The questions that genuinely belong in Yahoo Answers are drowned in a sea of questions that aren't appropriate (both in my opinion and Yahoo's own guidelines).

It perplexes me why people would bother asking Yahoo Questions for matters that could be resolved with any trivial WWW search, "What's the postcode for Alice Springs?". Similarly I wonder about the people who ask questions that are so unconstrained as to be effectively unanswerable, "Where should I go on holidays this year?" from a person whose home location, budget and interests are completely unknown. And of course there are the school assignment questions (and often the asker even admits they are a school assignment). And finally there are the sex and toilet questions that one assumes are being asked by children still at the fart joke stage of intellectual development "Where should I go in Sydney to see couples make out?" (real question!). And there are some questions so incoherent that one has no idea what is being asked.

What doubly perplexes me is why people bother to answer most of the above. There will often be half a dozen replies with the same answer regarding the postcode for Alice Springs (you would think one would suffice, although I guess concurrency could explain more than 1 answer but not when they are spread over days). And people will suggest that you rent a cabin by Lake NeverHeardOfIt because the fishing is really good there.

But those are what I might deem the "rational answers". There are of course the people whose answer is "I don't know" or something incoherent or just plain old spam. There are also answers that are so obviously factually erroneous that you wonder if the answerers are complete idiots or just malicious.

Indeed my favourite to date was the question about the time difference between California and Sydney. Now that's a pretty factual question, the answer to which is complicated in practice by the use of daylight savings at different times of year, but still capable of being answered relative to any date or by explaining the daylight saving issue. Alas, the answers ranged from about 6 to 19 hours. Some answers said that Sydney was a day behind California (I guess America must be first at everything!). The most priceless part of it all is that the asker annointed the answer of "12 hours" as being "the best answer" explaining it was in the middle of the range of answers provided. Clearly the asker thought time difference was not a matter of fact but a matter of popular opinion, so I guess they got the answer they deserved.

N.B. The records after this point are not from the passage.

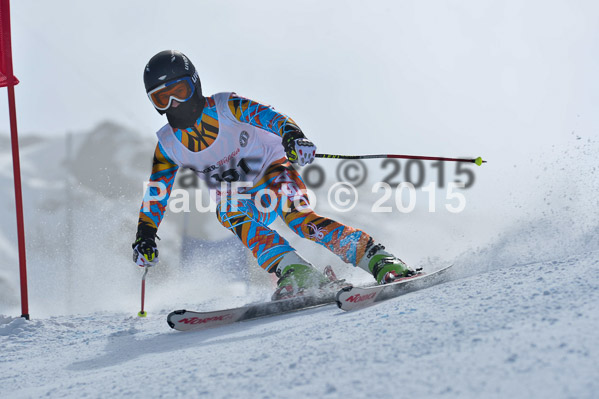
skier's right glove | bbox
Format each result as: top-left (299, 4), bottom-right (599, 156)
top-left (132, 236), bottom-right (159, 267)
top-left (282, 130), bottom-right (317, 166)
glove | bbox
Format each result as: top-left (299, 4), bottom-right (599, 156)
top-left (282, 131), bottom-right (317, 166)
top-left (132, 236), bottom-right (159, 267)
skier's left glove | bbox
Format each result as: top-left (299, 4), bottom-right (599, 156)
top-left (132, 236), bottom-right (159, 267)
top-left (282, 131), bottom-right (317, 166)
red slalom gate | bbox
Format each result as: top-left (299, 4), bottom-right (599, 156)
top-left (1, 0), bottom-right (29, 320)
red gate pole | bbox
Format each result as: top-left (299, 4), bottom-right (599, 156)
top-left (8, 84), bottom-right (28, 320)
top-left (1, 0), bottom-right (29, 320)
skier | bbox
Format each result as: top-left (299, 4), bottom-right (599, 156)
top-left (132, 50), bottom-right (416, 299)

Yahoo have introduced a complicated system of reportings and levels and points which is intended to somewhat constrain the activities of the rampant idiot or malicious user, but it really weeds out only the most persistent or most malicious or most idiotic users. What destroys Yahoo Answers is the vast army of people whose occasional idiotic question or dumb answer creates a morass of trash in which the genuine question and answers remain lost to view.

This is the same problem that has destroyed Usenet groups and diminishes the worth of just about every public forum on the Internet; they are too open to the public. Of course this is what the traditional custodians of knowledge (the editors, librarians and curators) have been saying for years about the Internet and they are right. But equally they are wrong in thinking/hoping the world is going to return to a state in which they are the providers, custodians and therefore the bottlenecks for information.

The challenge is to find the middle ground, the ways and means to scalably and democratically regulate "public" discussion. I envisage some kind of meritocracy-based group post-hoc moderation, perhaps along the lines of the Slashdot system (but hopefully less complicated -- the Slashdot system was invented by geeks for geeks and can't be explained to anyone even assuming you understand it yourself!). But some days I'd settle for plain old moderator-dictatorship in the interim!

Indeed, I am always impressed that Wikipedia survives the onslaught of public idiocy and malice. I guess the need to be able to edit Wiki is an intellectual barrier to the participation of many of the idiots out there and the readily available "roll back" of Wikipedia is an easy antidote to the malicious. But the price of accuracy on Wiki is the eternal vigilence of its users and its change patrol (even if they do behave like online vigilantes at times).